Cette lampe SIGNAL est la plus sophistiquée des trois. Elle éclaire grâce à une petite lampe à pétrole équipée d’une mèche plate. Mais elle permet aussi d’avertir le projectionniste soit par l’intermédiaire d’un voyant rouge que l’on dévoile à l’aide d’un petit volet articulé, soit à l’aide d’une sonnette semblable aux sonnettes de table ou de vélo? Cette-ci est actionnée d’un doigt pour prévenir le projectionniste et ponctuer la présentation de petits “dings” régulières qui peuvent aussi servir à réveiller certaines personnes de l’assistance ayant tendance à somnoler. Cette lampe possède même un emplacement, à côté de la sonnette, destiné à ranger quelques allumettes.

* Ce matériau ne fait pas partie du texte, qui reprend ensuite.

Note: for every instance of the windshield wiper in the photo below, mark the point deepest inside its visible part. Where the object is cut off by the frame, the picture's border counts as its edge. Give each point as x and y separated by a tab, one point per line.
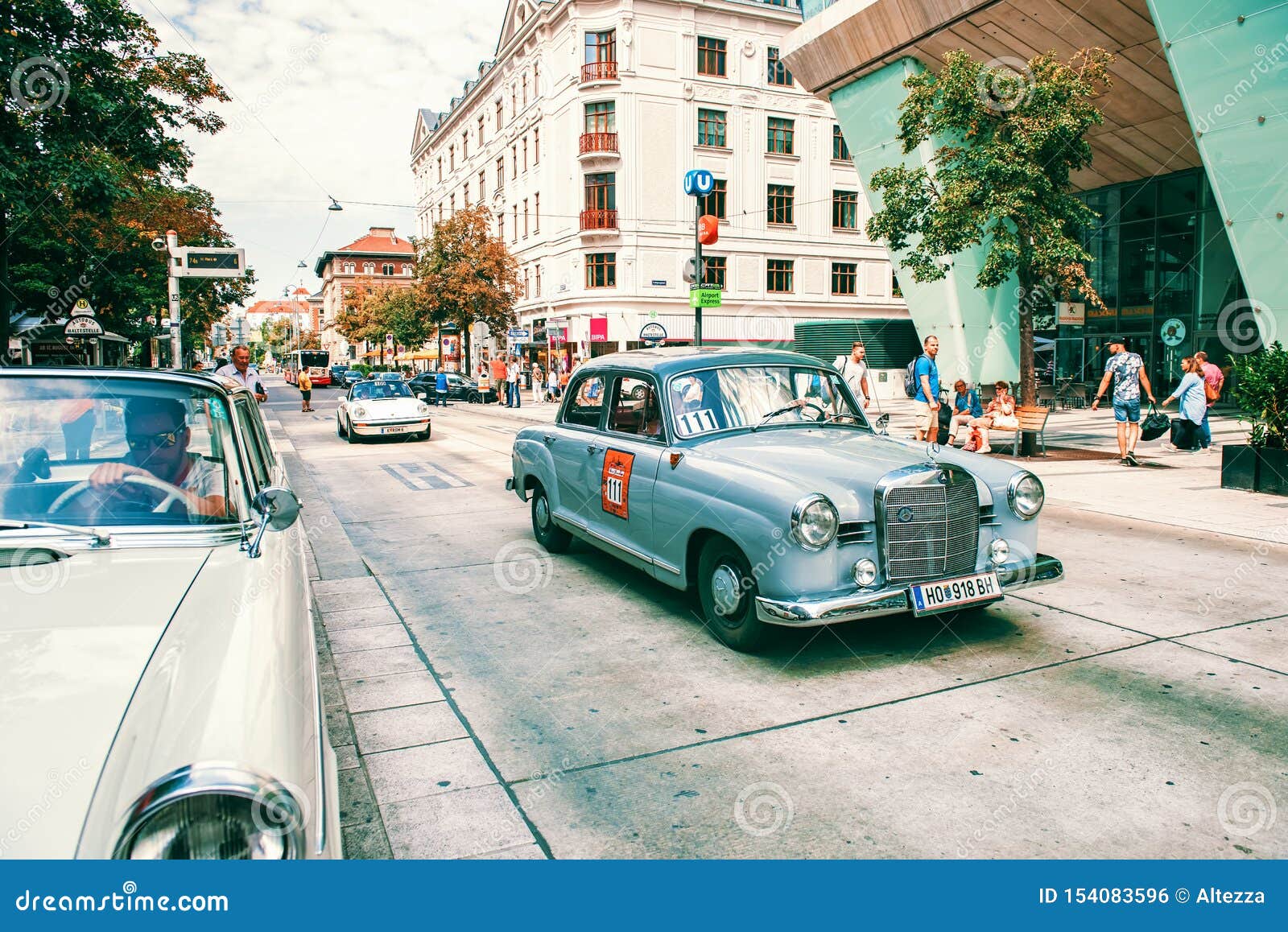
101	539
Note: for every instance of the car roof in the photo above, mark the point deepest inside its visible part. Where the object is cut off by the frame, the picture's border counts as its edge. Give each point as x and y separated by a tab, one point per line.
669	361
107	373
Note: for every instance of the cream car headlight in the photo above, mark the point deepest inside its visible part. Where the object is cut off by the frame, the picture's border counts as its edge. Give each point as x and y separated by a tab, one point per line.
815	522
1026	494
213	813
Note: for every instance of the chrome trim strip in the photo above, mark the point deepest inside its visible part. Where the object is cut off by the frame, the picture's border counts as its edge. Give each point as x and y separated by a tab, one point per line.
889	601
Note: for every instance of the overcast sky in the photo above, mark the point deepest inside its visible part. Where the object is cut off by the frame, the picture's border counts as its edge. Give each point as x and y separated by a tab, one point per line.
338	83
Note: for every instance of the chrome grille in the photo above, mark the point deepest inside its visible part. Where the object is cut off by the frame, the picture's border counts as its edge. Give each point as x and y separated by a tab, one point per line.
931	530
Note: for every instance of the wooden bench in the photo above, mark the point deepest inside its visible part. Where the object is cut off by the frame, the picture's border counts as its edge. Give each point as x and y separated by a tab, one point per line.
1034	421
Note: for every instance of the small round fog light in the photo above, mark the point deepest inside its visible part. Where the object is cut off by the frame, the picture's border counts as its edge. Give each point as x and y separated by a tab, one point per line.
865	571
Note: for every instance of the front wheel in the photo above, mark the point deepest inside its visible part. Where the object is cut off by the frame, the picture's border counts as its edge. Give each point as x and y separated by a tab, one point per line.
728	594
554	538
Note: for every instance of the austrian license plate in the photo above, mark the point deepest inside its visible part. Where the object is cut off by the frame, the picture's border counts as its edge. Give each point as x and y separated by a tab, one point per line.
938	596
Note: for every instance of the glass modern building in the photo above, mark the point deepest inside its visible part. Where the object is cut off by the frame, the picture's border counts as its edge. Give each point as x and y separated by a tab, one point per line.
1189	171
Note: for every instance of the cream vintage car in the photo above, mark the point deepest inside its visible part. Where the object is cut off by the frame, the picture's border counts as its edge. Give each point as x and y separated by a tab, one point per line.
382	407
159	689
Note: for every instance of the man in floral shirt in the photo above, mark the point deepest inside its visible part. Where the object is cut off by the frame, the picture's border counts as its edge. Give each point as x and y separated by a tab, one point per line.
1127	371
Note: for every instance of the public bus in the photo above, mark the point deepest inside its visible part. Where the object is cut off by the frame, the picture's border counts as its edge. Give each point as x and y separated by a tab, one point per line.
319	363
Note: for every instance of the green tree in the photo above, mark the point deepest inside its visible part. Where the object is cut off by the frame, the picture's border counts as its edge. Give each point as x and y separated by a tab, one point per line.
467	274
90	115
1000	179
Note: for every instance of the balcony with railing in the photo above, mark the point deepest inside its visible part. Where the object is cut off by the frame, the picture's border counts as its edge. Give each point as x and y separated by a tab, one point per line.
598	221
594	72
598	144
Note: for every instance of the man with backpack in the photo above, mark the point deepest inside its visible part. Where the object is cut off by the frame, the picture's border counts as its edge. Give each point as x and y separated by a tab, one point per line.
921	384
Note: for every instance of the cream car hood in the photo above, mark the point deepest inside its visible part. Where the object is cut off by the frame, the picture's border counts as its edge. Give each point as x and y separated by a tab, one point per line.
74	642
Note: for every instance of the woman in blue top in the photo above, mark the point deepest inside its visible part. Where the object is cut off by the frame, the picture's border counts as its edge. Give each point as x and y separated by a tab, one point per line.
1193	406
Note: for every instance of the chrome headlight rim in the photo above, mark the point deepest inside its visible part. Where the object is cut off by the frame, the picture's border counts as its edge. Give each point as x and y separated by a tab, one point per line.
799	513
1013	492
213	779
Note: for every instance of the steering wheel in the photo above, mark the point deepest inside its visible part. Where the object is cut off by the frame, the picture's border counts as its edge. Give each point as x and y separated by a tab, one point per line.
171	493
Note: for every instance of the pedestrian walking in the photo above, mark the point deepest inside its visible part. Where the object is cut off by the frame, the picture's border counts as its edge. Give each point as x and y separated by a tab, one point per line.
1214	380
1193	407
854	371
1000	414
925	379
966	408
1127	371
306	386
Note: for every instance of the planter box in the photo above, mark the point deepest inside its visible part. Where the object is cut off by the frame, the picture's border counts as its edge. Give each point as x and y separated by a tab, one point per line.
1255	468
1240	468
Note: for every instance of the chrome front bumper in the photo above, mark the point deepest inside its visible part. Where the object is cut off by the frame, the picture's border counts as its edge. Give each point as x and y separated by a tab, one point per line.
890	601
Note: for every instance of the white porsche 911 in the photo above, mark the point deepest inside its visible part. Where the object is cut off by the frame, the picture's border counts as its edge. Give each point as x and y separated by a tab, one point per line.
382	408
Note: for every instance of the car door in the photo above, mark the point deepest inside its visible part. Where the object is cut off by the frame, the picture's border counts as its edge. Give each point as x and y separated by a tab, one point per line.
634	440
577	447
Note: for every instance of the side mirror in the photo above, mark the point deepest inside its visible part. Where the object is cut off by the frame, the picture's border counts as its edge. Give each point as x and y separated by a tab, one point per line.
280	509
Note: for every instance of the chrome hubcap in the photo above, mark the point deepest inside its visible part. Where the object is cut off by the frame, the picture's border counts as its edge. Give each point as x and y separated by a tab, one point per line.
725	591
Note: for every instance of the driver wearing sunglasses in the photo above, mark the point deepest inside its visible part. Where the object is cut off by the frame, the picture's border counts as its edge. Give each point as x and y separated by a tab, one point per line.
158	435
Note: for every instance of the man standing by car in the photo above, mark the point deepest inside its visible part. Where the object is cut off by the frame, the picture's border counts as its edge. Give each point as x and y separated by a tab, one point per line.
1127	371
927	379
244	373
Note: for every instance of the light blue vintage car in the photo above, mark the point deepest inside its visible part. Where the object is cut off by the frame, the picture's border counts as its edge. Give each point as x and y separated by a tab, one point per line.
755	478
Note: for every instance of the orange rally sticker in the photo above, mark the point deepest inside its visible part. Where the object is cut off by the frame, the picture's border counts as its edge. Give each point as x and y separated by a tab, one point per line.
616	481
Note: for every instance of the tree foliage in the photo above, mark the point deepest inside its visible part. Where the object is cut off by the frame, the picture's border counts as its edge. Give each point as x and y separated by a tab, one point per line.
1009	142
92	157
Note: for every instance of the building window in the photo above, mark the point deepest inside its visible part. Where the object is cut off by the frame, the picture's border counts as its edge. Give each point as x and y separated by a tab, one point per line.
777	71
781	137
712	57
602	191
782	199
845	278
778	276
601	116
714	204
840	151
712	128
602	270
714	272
845	210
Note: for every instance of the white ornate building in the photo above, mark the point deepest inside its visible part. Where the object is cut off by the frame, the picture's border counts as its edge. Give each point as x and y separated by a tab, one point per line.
579	135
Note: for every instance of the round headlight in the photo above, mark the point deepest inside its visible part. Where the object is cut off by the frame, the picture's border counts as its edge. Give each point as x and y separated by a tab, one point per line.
219	814
815	522
1026	494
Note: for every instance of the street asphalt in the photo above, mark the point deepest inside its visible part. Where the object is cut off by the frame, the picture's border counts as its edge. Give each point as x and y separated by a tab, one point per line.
580	710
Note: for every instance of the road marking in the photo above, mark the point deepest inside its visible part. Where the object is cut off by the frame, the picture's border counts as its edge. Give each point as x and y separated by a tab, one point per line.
423	476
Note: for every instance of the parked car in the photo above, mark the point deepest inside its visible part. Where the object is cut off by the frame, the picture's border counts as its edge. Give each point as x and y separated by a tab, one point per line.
382	407
755	478
459	388
158	662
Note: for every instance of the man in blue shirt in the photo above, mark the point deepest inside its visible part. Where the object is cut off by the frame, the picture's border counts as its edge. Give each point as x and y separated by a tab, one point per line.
965	407
927	403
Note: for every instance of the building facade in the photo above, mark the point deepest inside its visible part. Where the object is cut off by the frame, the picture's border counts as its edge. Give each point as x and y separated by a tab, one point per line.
577	138
1185	169
380	259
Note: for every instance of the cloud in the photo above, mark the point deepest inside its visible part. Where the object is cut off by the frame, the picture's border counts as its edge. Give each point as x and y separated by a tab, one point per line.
325	96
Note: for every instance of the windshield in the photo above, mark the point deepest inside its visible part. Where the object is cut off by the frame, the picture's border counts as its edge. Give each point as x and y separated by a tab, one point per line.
375	392
747	395
102	451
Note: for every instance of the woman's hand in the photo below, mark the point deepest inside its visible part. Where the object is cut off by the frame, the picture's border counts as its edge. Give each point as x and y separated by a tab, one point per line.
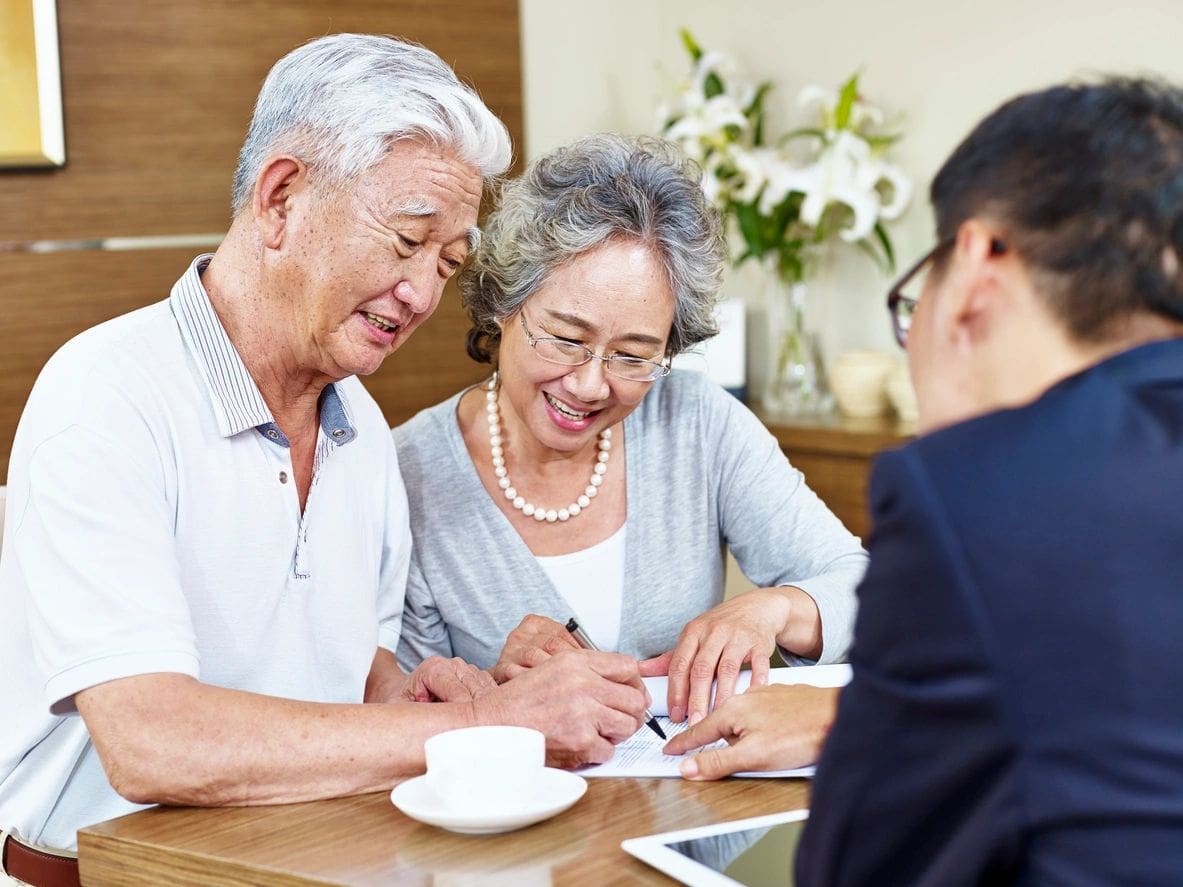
713	647
532	642
446	680
777	727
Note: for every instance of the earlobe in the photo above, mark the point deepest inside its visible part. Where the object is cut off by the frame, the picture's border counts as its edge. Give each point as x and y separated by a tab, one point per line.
975	292
275	191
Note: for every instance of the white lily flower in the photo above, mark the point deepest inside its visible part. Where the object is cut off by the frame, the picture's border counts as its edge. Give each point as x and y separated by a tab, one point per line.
815	99
900	191
754	168
838	168
709	121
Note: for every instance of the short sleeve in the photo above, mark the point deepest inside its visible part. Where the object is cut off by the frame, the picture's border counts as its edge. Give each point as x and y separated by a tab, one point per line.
95	545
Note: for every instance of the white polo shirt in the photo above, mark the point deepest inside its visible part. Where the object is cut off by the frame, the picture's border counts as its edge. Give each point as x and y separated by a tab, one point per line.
153	525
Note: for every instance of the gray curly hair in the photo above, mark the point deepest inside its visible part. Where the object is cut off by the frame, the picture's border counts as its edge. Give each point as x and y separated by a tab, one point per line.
599	188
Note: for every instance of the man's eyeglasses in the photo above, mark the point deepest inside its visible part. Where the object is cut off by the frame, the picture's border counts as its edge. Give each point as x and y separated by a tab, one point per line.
905	295
571	354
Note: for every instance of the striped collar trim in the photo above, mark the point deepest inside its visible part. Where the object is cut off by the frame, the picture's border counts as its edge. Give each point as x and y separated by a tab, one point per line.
236	397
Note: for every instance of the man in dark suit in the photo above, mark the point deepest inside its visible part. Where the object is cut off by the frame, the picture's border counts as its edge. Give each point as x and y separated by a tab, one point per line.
1016	709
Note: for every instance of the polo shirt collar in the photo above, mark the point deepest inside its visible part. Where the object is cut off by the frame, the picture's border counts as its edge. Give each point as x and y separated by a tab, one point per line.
237	401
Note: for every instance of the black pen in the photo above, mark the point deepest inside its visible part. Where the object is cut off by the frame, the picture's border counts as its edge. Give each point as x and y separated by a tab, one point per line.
582	639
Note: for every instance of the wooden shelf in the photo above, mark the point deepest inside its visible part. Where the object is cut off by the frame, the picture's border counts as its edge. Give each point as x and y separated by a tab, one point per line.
835	453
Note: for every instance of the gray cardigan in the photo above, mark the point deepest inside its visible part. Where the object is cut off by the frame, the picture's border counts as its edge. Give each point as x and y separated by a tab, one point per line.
703	476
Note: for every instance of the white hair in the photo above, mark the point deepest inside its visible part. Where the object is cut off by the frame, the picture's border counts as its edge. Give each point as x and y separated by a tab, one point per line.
337	103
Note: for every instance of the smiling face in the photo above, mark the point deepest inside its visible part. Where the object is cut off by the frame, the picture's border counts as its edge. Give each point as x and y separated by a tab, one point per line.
614	299
362	267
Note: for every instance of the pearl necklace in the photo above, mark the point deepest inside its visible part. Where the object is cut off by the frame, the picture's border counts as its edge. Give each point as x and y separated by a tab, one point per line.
603	444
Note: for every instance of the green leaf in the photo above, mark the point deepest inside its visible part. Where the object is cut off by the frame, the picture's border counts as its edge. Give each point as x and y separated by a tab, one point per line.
885	243
846	99
749	220
755	112
712	85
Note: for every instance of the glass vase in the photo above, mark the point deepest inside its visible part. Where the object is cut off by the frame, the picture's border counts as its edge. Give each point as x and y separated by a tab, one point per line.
796	382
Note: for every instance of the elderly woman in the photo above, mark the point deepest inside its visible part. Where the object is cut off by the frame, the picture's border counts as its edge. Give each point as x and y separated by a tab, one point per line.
587	478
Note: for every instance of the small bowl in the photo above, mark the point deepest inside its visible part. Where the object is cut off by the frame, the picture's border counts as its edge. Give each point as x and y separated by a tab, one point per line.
858	380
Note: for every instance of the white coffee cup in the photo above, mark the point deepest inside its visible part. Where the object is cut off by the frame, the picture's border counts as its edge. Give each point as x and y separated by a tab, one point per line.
485	769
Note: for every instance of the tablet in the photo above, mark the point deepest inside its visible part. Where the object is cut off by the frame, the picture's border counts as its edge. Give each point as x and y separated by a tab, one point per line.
754	853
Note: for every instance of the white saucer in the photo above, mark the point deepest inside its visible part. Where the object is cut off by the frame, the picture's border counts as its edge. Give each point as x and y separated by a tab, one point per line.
556	790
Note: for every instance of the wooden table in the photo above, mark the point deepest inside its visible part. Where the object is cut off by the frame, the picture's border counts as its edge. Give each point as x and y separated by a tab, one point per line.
366	841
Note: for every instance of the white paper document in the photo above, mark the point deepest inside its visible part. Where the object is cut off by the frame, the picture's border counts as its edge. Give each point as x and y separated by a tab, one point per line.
641	755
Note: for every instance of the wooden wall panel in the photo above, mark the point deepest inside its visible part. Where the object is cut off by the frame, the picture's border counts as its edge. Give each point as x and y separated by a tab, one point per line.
157	98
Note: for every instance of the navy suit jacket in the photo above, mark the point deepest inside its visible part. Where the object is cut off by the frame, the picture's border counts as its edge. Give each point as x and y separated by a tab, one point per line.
1016	709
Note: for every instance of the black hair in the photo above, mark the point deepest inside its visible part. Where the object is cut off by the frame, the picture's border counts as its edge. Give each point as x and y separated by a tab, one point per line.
1086	183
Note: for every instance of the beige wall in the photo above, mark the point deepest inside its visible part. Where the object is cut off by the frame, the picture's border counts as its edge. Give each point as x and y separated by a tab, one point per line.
942	63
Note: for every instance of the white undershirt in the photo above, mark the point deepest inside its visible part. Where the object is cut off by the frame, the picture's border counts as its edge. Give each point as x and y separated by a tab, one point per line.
592	581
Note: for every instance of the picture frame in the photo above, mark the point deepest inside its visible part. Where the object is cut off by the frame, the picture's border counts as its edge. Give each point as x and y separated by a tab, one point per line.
32	134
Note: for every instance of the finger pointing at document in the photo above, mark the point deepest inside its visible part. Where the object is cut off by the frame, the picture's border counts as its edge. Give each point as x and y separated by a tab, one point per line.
771	727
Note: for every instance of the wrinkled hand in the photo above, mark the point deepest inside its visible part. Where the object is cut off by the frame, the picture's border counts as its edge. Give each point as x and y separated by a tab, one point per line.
532	642
777	727
584	701
716	645
446	680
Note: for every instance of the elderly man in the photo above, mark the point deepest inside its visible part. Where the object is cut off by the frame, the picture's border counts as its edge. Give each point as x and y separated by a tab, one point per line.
1015	713
207	538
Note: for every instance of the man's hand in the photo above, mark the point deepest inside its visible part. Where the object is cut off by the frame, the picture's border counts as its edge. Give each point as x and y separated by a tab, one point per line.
584	701
532	642
716	645
777	727
446	680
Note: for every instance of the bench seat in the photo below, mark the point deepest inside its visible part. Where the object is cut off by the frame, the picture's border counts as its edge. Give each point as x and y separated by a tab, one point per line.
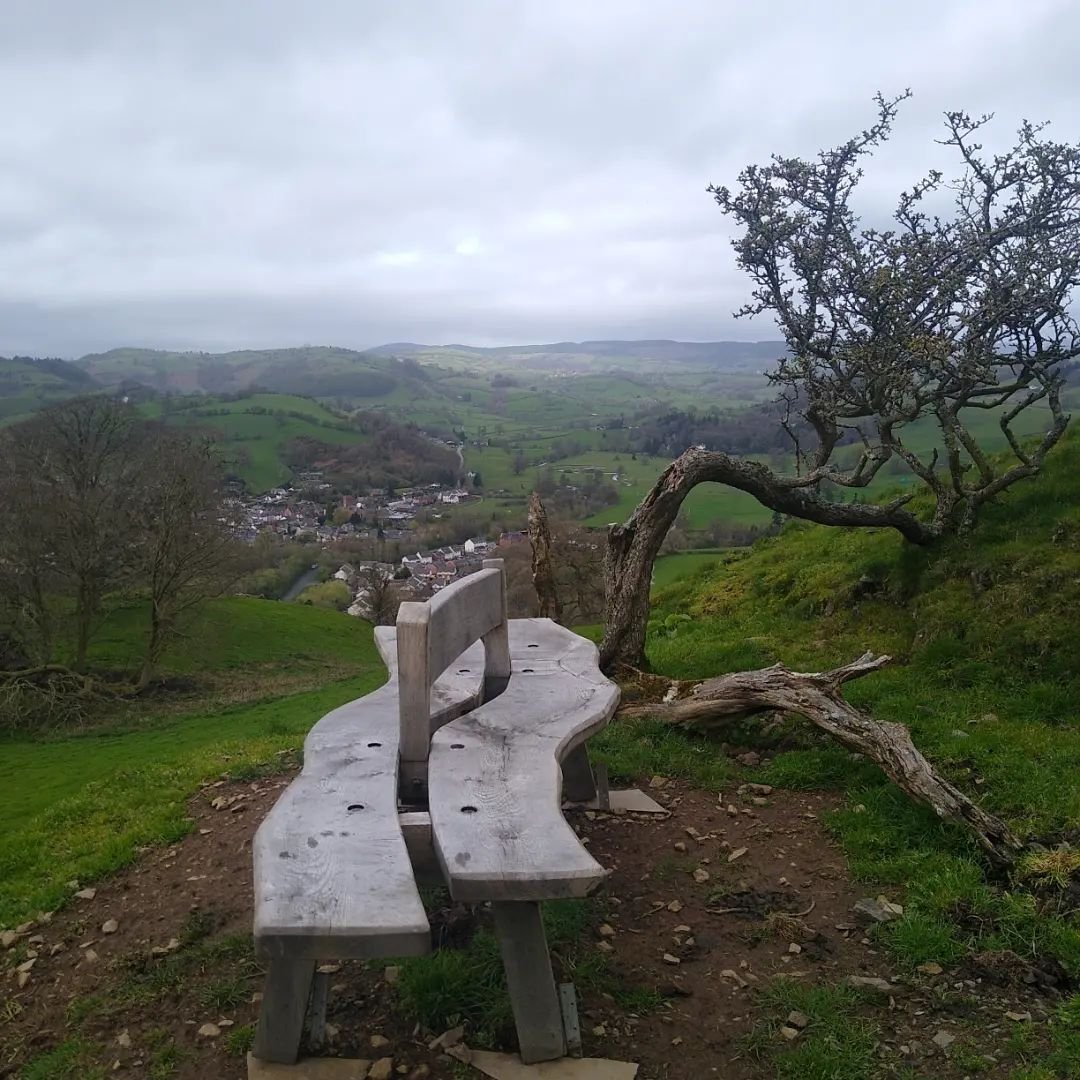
495	787
333	875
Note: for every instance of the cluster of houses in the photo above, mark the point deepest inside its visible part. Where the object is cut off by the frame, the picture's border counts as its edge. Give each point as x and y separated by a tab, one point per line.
289	511
428	571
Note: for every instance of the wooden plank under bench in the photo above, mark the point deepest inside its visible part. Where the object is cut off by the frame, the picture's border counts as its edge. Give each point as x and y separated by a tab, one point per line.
333	874
495	784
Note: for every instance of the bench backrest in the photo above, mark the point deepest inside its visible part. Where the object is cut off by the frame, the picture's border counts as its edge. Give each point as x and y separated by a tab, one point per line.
431	635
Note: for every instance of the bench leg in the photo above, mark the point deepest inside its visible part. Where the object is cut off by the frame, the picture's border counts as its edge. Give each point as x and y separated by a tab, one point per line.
537	1013
284	1006
579	784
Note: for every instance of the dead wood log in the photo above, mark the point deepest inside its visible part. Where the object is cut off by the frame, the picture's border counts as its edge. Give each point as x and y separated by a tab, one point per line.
817	696
543	570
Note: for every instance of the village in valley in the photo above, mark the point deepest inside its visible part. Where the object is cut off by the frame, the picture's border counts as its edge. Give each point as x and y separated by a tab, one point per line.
381	524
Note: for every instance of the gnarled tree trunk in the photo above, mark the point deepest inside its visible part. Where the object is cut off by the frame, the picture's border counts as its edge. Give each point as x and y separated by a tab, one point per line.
543	570
817	696
632	548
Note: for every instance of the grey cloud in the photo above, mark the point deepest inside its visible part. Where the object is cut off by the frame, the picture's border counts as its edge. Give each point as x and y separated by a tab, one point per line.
217	175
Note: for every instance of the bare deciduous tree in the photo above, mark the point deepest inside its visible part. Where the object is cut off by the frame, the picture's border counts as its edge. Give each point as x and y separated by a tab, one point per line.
939	319
185	549
379	594
72	471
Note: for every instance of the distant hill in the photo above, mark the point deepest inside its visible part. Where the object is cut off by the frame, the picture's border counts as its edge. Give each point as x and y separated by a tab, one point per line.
27	383
319	370
596	355
380	373
266	439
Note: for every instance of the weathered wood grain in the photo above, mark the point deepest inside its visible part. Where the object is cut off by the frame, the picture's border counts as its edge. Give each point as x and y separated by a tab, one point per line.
495	785
331	881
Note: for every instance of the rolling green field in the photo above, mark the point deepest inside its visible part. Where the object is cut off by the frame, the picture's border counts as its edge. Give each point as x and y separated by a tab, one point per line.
672	568
80	806
254	442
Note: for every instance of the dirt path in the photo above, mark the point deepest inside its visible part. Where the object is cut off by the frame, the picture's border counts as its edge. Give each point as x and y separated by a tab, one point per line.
710	906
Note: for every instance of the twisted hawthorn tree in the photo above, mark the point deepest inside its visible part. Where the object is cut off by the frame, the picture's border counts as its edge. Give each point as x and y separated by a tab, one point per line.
939	318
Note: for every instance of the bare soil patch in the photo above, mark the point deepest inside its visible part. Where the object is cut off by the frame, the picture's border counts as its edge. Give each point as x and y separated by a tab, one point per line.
709	906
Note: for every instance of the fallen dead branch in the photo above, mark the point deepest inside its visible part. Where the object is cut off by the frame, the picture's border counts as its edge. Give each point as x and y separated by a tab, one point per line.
817	696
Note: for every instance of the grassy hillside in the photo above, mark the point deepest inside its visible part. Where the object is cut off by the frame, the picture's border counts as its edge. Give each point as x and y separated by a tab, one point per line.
255	431
80	806
27	385
985	639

Voir : Lampe “ECLIPSE” pour conférencier
Synchronisateur Philips N6400
Un siècle plus tard, dans les années 1960 / 70, ces petits “Dings” furent remplacés par des “Tops” inaudibles, enregistrés sur la piste inverse d’une bande magnétique, ce qui permettait de changer de vue automatique au fur et à mesure de la progression du son. A noter le bouton rouge permettant d’enregistrer les “Tops”, qui est de la même couleur que le voyant lumineux de la lampe SIGNAL !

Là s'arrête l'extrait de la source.